(User) business goals drive decisions that need making.
The decision-making needs drive which (user) questions need answering.
The questions you need answered drive which data is needed (by the user) in order to answer them, and in which form. This is your data model.
Reduce the number of unique models sent downstream, it would make life simpler for your consumers. Don’t dump everything downstream, it creates usability, cost, and security issues. However, if is indeed required that additional data is to be sent, stored, and consumed, ship it, name it, tag it and document it in a manner that enables consumer to understand what it is that they are consuming, how if and when should they process the data, and how does each datapoint relate to other datapoints.

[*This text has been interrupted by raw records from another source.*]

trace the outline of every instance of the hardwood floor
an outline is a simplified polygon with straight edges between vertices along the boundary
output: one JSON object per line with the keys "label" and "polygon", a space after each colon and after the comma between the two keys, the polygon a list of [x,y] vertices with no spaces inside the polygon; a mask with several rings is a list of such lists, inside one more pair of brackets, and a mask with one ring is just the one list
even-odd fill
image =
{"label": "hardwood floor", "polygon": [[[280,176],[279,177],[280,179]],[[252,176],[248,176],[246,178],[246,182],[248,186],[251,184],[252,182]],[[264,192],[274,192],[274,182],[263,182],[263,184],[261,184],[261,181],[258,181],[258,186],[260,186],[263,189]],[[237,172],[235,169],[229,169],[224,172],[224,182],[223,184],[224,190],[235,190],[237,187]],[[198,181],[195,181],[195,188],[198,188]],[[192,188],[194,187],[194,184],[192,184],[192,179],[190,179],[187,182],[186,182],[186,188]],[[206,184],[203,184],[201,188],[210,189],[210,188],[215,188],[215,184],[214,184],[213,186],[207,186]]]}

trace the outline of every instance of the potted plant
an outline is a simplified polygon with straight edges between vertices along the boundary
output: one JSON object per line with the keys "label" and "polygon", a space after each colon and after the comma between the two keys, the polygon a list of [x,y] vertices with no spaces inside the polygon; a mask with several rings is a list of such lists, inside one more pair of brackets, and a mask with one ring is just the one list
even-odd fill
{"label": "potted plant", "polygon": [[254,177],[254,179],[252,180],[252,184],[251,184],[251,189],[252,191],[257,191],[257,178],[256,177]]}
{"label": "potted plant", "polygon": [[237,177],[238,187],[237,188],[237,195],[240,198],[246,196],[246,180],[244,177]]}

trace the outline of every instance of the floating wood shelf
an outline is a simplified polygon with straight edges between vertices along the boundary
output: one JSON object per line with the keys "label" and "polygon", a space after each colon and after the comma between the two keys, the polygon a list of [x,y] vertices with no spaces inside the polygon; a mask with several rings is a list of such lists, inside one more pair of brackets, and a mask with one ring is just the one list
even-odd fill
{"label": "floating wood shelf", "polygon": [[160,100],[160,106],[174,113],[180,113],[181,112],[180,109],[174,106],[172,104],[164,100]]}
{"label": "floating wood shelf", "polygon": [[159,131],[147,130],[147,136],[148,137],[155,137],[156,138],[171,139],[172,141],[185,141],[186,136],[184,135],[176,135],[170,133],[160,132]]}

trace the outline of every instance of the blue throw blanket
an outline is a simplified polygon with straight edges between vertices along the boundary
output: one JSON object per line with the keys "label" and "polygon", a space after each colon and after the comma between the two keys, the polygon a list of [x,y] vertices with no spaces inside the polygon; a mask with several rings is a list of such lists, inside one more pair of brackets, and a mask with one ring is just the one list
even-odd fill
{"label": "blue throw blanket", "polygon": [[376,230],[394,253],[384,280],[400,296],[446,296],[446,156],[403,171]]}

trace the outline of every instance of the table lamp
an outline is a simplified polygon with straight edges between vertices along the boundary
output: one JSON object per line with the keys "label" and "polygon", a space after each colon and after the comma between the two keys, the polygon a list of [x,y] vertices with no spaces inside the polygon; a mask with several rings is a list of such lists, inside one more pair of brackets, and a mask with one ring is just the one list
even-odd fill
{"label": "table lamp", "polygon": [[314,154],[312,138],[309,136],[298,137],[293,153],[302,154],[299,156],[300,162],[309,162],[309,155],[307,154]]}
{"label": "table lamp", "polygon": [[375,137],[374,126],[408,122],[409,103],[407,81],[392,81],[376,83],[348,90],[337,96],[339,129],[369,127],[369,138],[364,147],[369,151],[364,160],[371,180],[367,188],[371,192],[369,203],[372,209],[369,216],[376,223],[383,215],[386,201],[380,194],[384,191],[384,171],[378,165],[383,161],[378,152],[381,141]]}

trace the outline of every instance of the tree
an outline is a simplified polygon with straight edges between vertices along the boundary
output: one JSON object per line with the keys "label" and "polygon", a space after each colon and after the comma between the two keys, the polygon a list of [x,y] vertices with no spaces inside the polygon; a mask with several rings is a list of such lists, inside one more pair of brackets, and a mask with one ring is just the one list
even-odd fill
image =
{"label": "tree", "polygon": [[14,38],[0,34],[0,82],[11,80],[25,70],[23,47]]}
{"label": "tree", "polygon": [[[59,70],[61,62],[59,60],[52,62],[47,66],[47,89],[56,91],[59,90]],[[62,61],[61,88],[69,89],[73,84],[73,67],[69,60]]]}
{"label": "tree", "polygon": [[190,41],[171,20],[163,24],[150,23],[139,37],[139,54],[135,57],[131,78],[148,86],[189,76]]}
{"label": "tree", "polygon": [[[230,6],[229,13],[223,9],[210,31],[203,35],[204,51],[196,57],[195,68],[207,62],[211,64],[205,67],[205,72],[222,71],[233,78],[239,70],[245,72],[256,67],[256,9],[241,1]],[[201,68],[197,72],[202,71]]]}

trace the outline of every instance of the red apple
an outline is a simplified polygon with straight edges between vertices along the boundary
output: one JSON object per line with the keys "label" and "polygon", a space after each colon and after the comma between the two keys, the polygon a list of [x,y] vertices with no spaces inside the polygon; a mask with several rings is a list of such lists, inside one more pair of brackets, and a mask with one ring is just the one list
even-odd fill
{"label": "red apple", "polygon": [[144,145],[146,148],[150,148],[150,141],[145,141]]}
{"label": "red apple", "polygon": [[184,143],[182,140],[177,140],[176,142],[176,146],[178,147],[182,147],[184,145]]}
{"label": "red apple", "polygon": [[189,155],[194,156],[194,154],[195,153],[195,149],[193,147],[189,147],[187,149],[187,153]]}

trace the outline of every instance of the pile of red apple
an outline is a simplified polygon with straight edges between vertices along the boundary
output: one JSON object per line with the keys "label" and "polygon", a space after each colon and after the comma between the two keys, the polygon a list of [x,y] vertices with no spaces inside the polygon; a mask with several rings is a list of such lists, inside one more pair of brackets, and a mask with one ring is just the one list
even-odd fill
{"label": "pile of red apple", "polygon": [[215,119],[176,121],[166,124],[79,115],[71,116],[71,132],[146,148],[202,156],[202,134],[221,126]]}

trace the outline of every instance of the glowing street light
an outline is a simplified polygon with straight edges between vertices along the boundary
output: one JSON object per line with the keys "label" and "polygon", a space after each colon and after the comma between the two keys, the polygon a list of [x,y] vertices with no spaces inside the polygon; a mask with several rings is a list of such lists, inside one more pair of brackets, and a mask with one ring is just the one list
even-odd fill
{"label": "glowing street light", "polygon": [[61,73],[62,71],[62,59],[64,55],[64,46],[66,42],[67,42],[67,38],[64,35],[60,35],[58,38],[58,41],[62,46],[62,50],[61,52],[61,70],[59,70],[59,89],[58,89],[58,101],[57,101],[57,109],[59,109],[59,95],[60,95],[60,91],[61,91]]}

Reuse and extend common models, names, and tags instead of adding new ones whenever possible, this will minimize company-wide model span (so it is less complex overall) and will make sure your change will reach all relevant consumers.
Merge atomic data points to reflect their context -Data that is sent downstream should reflect context by consolidating several atomic data points to form a more complete picture. Grouping and aggregating data into sets, objects, lists, lines, documents, events, tables, hierarchies, or even files based on some heuristic has intrinsic value and can help consumers make sense of complex models and processes by analyzing the data that is relevant to them in its proper context.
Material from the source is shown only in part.